Upper back tightness
This is something that is overlooked by many lifters, however generating as much upper back tightness as possible before you squat is essential in keeping a vertical torso. Ideally, you want to have your grip as narrow as your shoulder mobility allows, which will give you more tightness in the upper back and lats, thus creating more of a ‘shelf’ for the bar to sit on.
Commit to the descent
This principle is credited to a fantastic strength coach and role model of mine Chad Wesley Smith, who believes that too many people miss squats due to not descending quickly enough when the weight gets heavy. He says that you should ‘treat 135 like your max and your max like 135’ meaning that you should lift submaximal weights with the same technique as you do heavy weights. So if you have a quick descent when warming up but then start to slow it right down when the weights get heavy, you’re probably wasting too much energy on the eccentric phase of the lift and not taking enough advantage of the stretch reflex.
Squat to parallel
Squatting below parallel engages much more musculature than squatting above parallel, therefore strengthening the lower body much more effectively.
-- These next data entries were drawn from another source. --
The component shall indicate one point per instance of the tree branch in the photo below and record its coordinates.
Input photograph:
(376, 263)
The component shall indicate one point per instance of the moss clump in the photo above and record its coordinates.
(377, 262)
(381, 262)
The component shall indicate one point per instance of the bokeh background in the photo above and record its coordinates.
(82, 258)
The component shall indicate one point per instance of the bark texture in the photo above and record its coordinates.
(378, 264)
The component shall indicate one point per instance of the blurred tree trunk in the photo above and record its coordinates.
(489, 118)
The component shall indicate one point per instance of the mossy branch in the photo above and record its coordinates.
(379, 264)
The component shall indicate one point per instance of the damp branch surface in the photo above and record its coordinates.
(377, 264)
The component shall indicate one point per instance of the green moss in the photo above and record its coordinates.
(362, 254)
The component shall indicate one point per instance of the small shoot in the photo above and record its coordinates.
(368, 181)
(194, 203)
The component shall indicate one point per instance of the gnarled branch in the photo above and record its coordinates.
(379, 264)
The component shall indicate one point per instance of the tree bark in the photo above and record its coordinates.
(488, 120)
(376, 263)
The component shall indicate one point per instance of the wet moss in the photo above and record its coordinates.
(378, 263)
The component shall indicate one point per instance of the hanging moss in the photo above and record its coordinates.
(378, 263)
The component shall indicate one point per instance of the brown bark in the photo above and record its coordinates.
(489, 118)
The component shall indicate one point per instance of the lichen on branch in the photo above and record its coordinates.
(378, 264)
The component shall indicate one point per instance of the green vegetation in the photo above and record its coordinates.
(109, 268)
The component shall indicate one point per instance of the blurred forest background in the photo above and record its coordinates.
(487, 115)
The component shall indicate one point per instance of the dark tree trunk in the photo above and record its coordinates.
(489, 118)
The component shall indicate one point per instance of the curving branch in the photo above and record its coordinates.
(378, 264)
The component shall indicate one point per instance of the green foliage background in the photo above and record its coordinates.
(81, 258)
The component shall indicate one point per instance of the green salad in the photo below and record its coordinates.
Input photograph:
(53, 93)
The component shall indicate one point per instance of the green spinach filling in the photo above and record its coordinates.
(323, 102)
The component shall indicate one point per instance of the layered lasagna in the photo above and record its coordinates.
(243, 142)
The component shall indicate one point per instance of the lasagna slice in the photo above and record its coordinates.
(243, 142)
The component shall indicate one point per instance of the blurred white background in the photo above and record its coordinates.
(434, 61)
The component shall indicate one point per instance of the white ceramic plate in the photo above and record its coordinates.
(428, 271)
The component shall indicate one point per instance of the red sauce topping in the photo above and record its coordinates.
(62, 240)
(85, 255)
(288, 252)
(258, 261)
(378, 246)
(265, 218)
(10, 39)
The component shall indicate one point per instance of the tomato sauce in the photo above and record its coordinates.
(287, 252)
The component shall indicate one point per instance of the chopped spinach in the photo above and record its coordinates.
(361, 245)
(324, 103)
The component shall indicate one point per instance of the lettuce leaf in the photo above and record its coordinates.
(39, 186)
In addition, the knees are placed under the most danger when squatting above parallel as the ligaments around the joint are completely lax and can provide little protection. When squatting below parallel, the ligaments are in a much more effective position to protect the knee joint, thus giving you a safer squat. I know this may contradict the quite frankly absurd myth that ‘squatting below parallel is bad for your knees’, but you can’t argue with the science!
To conclude, these quick tips can all be implemented into your training immediately, and will help you blast through plateaus. So get your arse in the squat rack and get to work, Happy squatting!